岡田先生療術上(二) 【肺結核増加の原因】

 風邪が解熱剤其他の物的療法によって、一旦解熱したように見えても、実は水膿溜結はそのまま残されたのであるから、人間の浄化作用は再び発熱によって溶解しようとするのであります。且つその後に幾分加わった膿と相俟って発熱は漸次執拗を増すのでありますが、再び解熱法をするので、この如き事を繰返すに従って、容易に解熱しなくなるのは当然で、そうなった症状の場合、それは肺の初期といわれるのであります。そうして、右の膿結の為に、その後に発生した水膿は頚部付近へ集溜し難くなる。それは水膿なるものは、排除される可能のある個所へは集溜するが、固結して排除不可能になった個所へは集溜しなくなるもので、自然は洵によく出来ているのであります。
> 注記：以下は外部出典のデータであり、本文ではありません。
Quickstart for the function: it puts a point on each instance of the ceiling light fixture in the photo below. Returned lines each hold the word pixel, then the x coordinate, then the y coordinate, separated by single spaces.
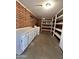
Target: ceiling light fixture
pixel 48 4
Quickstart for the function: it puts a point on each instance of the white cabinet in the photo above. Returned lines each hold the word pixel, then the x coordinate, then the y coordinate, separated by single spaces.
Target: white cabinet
pixel 24 37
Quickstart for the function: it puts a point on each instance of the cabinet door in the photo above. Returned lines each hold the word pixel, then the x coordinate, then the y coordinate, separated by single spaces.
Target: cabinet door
pixel 24 41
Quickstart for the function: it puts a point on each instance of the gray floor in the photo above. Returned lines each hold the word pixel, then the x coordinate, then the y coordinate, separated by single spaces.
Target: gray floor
pixel 42 47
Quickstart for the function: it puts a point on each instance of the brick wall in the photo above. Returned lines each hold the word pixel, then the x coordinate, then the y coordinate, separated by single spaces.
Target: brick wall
pixel 23 17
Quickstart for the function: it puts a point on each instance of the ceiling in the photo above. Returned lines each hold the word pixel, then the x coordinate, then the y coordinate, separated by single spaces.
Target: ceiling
pixel 39 11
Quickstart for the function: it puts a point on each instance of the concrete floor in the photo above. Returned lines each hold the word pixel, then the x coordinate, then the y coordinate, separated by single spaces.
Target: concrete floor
pixel 42 47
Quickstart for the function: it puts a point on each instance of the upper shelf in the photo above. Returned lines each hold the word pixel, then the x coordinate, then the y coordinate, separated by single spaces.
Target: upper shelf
pixel 60 16
pixel 59 23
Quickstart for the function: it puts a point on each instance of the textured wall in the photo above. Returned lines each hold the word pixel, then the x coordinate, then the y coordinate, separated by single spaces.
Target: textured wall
pixel 23 17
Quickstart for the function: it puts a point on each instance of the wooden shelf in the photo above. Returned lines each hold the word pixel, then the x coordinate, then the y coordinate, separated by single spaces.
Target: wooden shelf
pixel 45 26
pixel 46 30
pixel 59 36
pixel 59 23
pixel 60 30
pixel 60 16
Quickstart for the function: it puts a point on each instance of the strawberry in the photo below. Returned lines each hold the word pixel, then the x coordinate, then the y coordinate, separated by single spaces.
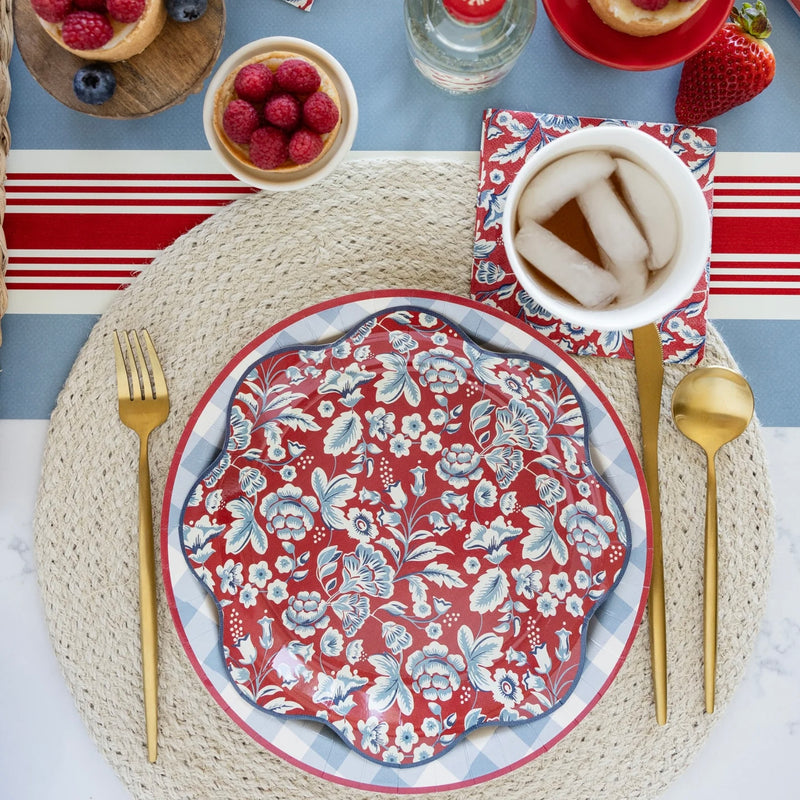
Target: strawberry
pixel 735 66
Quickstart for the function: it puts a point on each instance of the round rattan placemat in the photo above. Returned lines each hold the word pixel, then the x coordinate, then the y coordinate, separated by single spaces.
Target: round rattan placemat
pixel 374 224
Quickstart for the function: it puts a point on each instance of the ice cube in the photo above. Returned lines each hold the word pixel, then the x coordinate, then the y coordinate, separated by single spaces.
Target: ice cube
pixel 633 277
pixel 651 205
pixel 560 181
pixel 612 226
pixel 589 284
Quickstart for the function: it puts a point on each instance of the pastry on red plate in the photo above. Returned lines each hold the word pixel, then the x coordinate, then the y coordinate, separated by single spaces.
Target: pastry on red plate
pixel 645 17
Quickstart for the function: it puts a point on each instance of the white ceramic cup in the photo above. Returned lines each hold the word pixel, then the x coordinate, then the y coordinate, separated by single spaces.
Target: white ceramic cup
pixel 673 283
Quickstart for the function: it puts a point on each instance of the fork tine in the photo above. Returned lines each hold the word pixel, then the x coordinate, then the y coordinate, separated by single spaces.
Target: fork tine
pixel 123 381
pixel 140 391
pixel 159 382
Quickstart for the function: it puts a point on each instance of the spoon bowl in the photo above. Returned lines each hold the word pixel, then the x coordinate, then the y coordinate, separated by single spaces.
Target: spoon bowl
pixel 711 406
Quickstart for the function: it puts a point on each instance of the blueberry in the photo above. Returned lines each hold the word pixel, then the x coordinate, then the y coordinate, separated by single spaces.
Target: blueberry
pixel 186 10
pixel 94 84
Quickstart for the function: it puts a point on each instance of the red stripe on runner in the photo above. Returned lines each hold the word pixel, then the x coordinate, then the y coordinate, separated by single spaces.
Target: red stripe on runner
pixel 57 177
pixel 97 287
pixel 79 273
pixel 756 278
pixel 96 231
pixel 105 202
pixel 12 190
pixel 750 206
pixel 758 290
pixel 755 234
pixel 51 260
pixel 751 265
pixel 755 179
pixel 757 192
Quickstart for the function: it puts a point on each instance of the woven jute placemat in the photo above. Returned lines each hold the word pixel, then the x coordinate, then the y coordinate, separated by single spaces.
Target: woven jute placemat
pixel 373 225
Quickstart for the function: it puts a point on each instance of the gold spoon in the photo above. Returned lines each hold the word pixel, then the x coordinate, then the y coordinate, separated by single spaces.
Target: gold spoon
pixel 711 406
 この理によって水膿は、漸次胸部の辺に停溜する事になるのであります。そうして人間は常に腕を使う関係上、どうしても両胸部特に乳部へ神経が集注されるから、その部の肋骨に膿結するのであります。ですから、そういう人の肋骨を圧すと必ず痛み、又微熱もある。聴診器を宛《当》てると、ラッセルも聞え、レントゲン写真を撮れば雲状態も映るので、実に結核らしく思われるのですが、事実此時は、肺に異常はないのであります。
 女は乳の辺へ溜るので、それが「《しこり》」となって、乳腺を圧迫する。それが為、そういう人は子供を産んでも、乳の出が悪いのでありますが、それを解くに従って乳が出て来るのであります。